At the end of this year’s International Supercomputing Conference (ISC), I sat enjoying a drink with a group of high-performance computing (HPC) veterans outside the church in Leipzig where the fall of communism began, and we inevitably asked the question, “What happened this year?” The consensus of the group was simple: nothing.
That’s not to say that there weren’t deeply interesting ISC sessions and technical papers, or that China’s Tianhe-2 supercomputer moving to the top of the Top500 list earlier than expected wasn’t important. Rather, it seems that the community feels an urgent need for a revolutionary or disruptive announcement, which simply didn’t come. Perhaps we’ve grown too comfortable with today’s roadmap to exascale computing.
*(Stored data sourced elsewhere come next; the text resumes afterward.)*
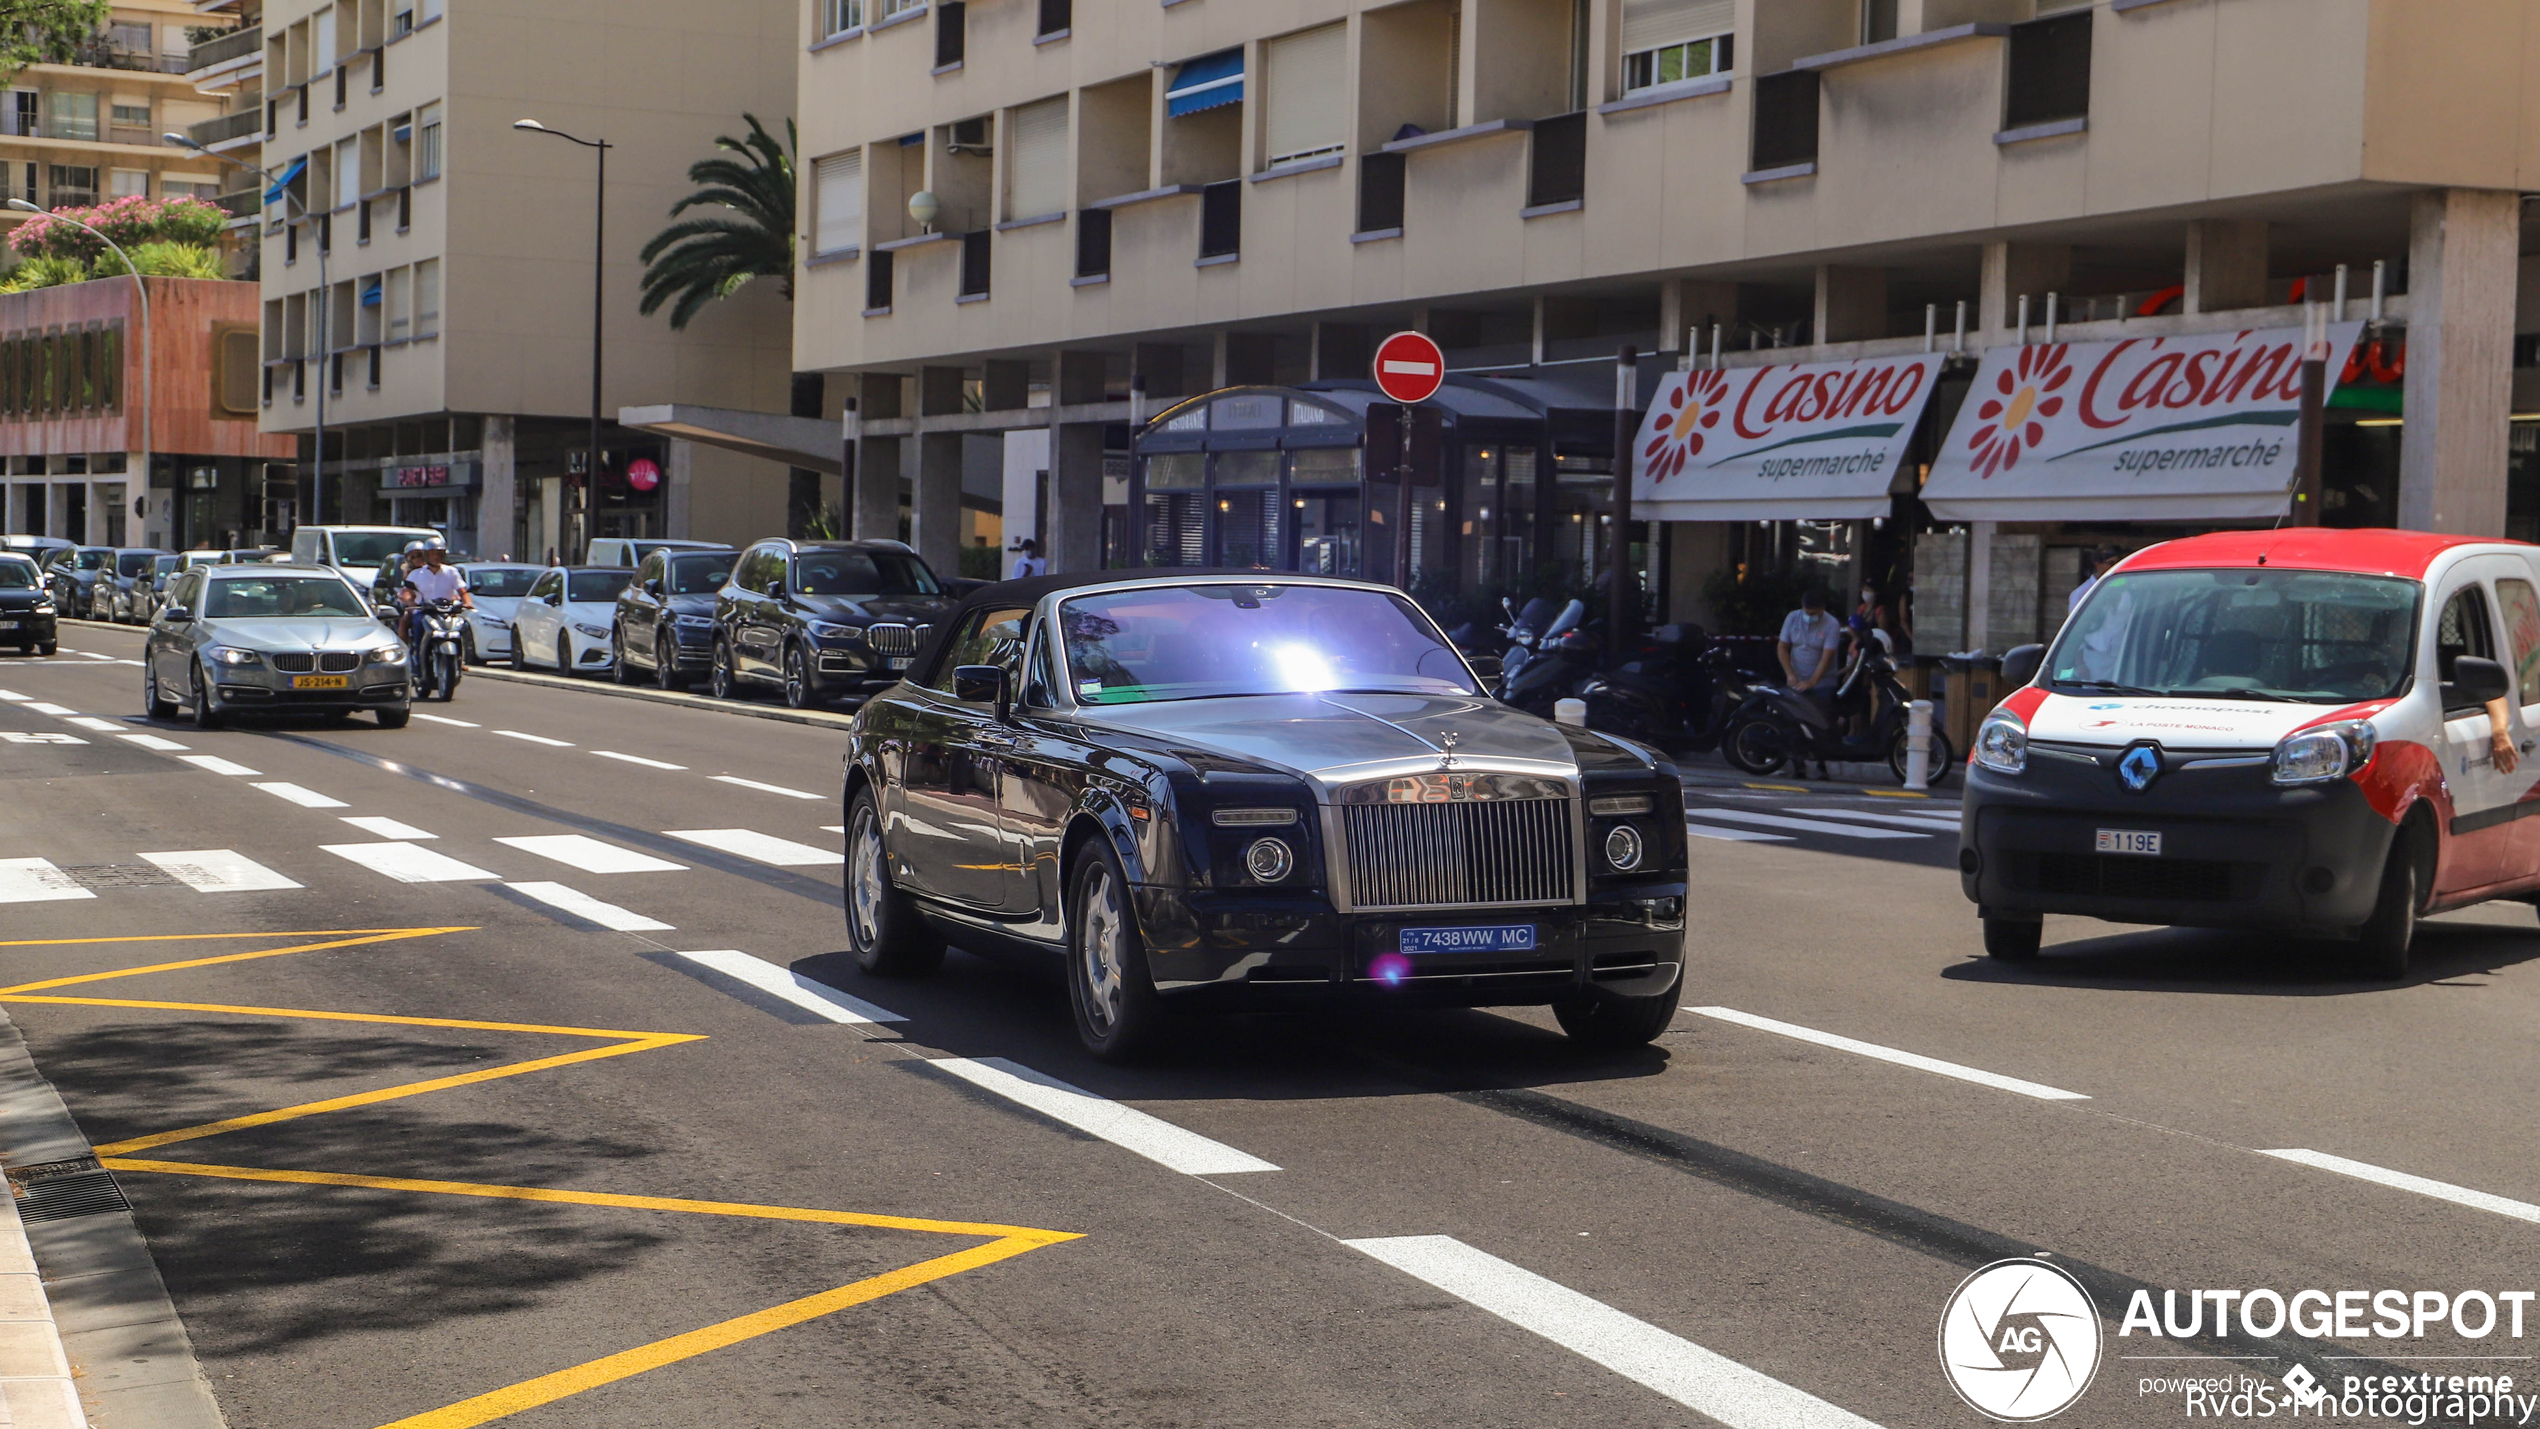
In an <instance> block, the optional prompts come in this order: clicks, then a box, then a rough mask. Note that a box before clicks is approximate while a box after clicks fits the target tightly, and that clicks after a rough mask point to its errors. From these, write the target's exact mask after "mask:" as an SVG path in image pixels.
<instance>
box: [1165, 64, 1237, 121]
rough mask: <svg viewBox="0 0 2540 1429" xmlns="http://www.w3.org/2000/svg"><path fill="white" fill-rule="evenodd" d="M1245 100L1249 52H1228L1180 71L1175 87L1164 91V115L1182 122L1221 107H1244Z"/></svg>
mask: <svg viewBox="0 0 2540 1429" xmlns="http://www.w3.org/2000/svg"><path fill="white" fill-rule="evenodd" d="M1242 99H1245V51H1224V53H1214V56H1199V58H1194V61H1191V63H1186V66H1181V69H1176V71H1173V84H1171V86H1166V91H1163V112H1166V114H1171V117H1176V119H1179V117H1184V114H1199V112H1201V109H1217V107H1219V104H1242Z"/></svg>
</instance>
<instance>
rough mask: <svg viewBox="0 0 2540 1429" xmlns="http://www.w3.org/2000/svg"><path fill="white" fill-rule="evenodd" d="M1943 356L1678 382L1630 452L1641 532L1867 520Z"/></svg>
mask: <svg viewBox="0 0 2540 1429" xmlns="http://www.w3.org/2000/svg"><path fill="white" fill-rule="evenodd" d="M1938 376H1941V355H1938V353H1923V355H1913V358H1859V360H1852V363H1798V365H1788V363H1778V365H1763V368H1694V371H1689V373H1669V378H1666V381H1664V383H1661V386H1659V391H1656V396H1654V398H1651V404H1648V414H1646V416H1643V419H1641V434H1638V439H1636V442H1633V447H1631V470H1633V485H1631V508H1633V515H1636V518H1641V520H1867V518H1872V515H1887V485H1890V482H1892V480H1895V470H1897V462H1902V459H1905V447H1908V444H1910V442H1913V434H1915V424H1918V421H1920V419H1923V404H1928V401H1930V388H1933V383H1935V381H1938Z"/></svg>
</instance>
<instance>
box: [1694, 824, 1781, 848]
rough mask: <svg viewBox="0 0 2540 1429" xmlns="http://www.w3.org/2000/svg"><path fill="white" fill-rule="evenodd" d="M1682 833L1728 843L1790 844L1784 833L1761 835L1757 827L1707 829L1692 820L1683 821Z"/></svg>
mask: <svg viewBox="0 0 2540 1429" xmlns="http://www.w3.org/2000/svg"><path fill="white" fill-rule="evenodd" d="M1684 833H1689V835H1694V838H1725V840H1730V843H1791V835H1786V833H1763V830H1758V827H1707V825H1697V822H1694V820H1684Z"/></svg>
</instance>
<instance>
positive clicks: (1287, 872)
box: [1245, 838, 1295, 883]
mask: <svg viewBox="0 0 2540 1429" xmlns="http://www.w3.org/2000/svg"><path fill="white" fill-rule="evenodd" d="M1293 868H1295V850H1290V848H1288V843H1285V840H1278V838H1255V840H1252V848H1247V850H1245V871H1247V873H1252V881H1257V883H1278V881H1280V878H1285V876H1288V873H1290V871H1293Z"/></svg>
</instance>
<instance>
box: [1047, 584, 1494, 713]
mask: <svg viewBox="0 0 2540 1429" xmlns="http://www.w3.org/2000/svg"><path fill="white" fill-rule="evenodd" d="M1059 629H1062V632H1064V635H1067V668H1069V680H1074V685H1072V688H1074V693H1077V698H1079V701H1085V703H1090V706H1125V703H1146V701H1201V698H1219V695H1278V693H1293V690H1382V693H1407V695H1471V693H1473V685H1471V675H1468V673H1466V668H1463V660H1460V657H1458V655H1455V652H1453V650H1448V647H1445V645H1440V642H1438V637H1435V635H1430V627H1427V622H1425V619H1422V617H1420V612H1417V609H1412V604H1410V602H1407V599H1402V596H1397V594H1389V591H1354V589H1336V586H1158V589H1143V591H1105V594H1092V596H1077V599H1069V602H1062V604H1059Z"/></svg>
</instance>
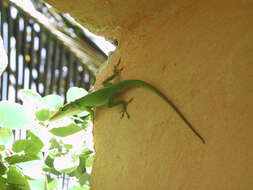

We have a lot of engineering and technical challenges to overcome if we’re going to get from petascale to exascale—especially if we’re going to do so meaningfully, where “scale” is defined as something more than “LINPACK.” I think we all believe the exa-LINPACK will arrive well before 2020.
It’s possible that the seeds of the revolution have already been planted—it may just be a very quiet revolution. Tianhe-2’s ascendency to the top of the Top500 didn’t correspond with first place on the Graph500. Coming in sixth is still an impressive national accomplishment for China, but IBM’s BlueGene/Q and the K computer still dominate the top five slots. With all the talk about big data, perhaps this is an example of how the problems of traditional HPC and large-scale analytics are simply different; we have to look for a revolutionary approach to finding a unified architecture that will address the problems of both classes of applications.
At ISC, Dave Dunning from Intel and Muhammad Soofi from Aramco gave interestingly complementary talks in radically different sessions. Dunning made the point that compute technology could get us to exascale, but we need to worry about the memory. Soofi argued that many of his applications are memory bandwidth-bound and even in a cost-constrained environment, they’d shut down cores to accommodate memory system requirements. From the perspective of Dunning, a computer architect, it sounded very much like the “memory wall” argument of the late 1990s. But as a user, it seems that Soofi identified it more accurately: “It’s a processor wall.”
Ultimately, I think focusing on the components rather than the system is probably the wrong way to look at it. We have a systems problem, and the energy trade-offs are systems-level problems. Joules spent on data movement cannot be spent again on the compute. From a components perspective, Micron has Hybrid Memory Cube (HMC) products on its roadmap that meet the requirements of exascale computing. When we looked at the standard commodity roadmap and the nearly impossible power goals in 2008, we never dreamed that any commercial memory company would be able to bring an exascale-capable part to market. We thought the technology would be the revolution.
Instead, I think the revolution will be the change of the HPC application base and the reluctant acceptance that supercomputers will move from the MPI-Beowulf model of the last century into something driven by a revolution in architecture. That revolution is not about building a faster floating-point unit, which dominated the field since Seymour Cray dominated the creation of new machines. The revolution is about building systems that are more capable of coping with data sets that are large, complex, and irregular. It’ll be driven by applications instead of technology, and I’m guessing that’s the reason for the palpable lack of enthusiasm at the end of the conference. The applications are in the early phases of being defined, and we’ll need time for the technology requirements of those applications to emerge before the revolution can really be visible.